Boosting the water absorption of CAU-10: The role of hydrochloric acid in regulating defect concentration

Abstract

CAU-10-H is a promising water adsorbent for adsorption heat transformation systems due to its excellent hydrothermal stability and favorable "S" type isothermal adsorption characteristic. However, its water uptake capacity is relatively low. In this work, the hydrochloric acid modulation defect structure of CAU-10 is rationally developed to get the CAU-10-HCl-2 sample, which possesses high water absorption capacity and outstanding cycle stability.
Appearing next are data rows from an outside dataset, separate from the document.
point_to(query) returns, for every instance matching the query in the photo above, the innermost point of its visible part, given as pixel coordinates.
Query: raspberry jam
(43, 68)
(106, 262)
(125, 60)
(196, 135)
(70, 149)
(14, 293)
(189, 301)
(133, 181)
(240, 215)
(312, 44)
The concentrations of metal atom defects and ligand defects in CAU-10-HCl-2 are 5.8 % and 3.0 %, respectively, which are 29 times and 0.375 times those of the CAU-10 sample without hydrochloric acid addition. This indicates that hydrochloric acid modulation facilitates the production of metal atom defects while suppressing the emergence of ligand defects. The specific surface area, micropore volume, and total pore volume of CAU-10-HCl-2 are 526.6 m²/g, 0.20 ml/g, and 0.23 ml/g, respectively, up 17 %, 25 %, and 10 % from CAU-10. At a relative pressure P/P₀ of 0.2, the water uptake of CAU-10-HCl-2 reaches up to 0.29 g/g, which is a 14 % increase compared to CAU-10. Compared to the initial hydration, the water uptake of CAU-10 decreases by 16 % by the 30th cycle, while that of CAU-10-HCl-2 lowers by only 2 %. These results demonstrate that hydrochloric acid modulation is an efficient strategy to improve the water absorption capacity and cyclic stability of CAU-10. This study provides quantitative analysis and synthesis instructions for designing defect structures in CAU-10 via hydrochloric acid modulation.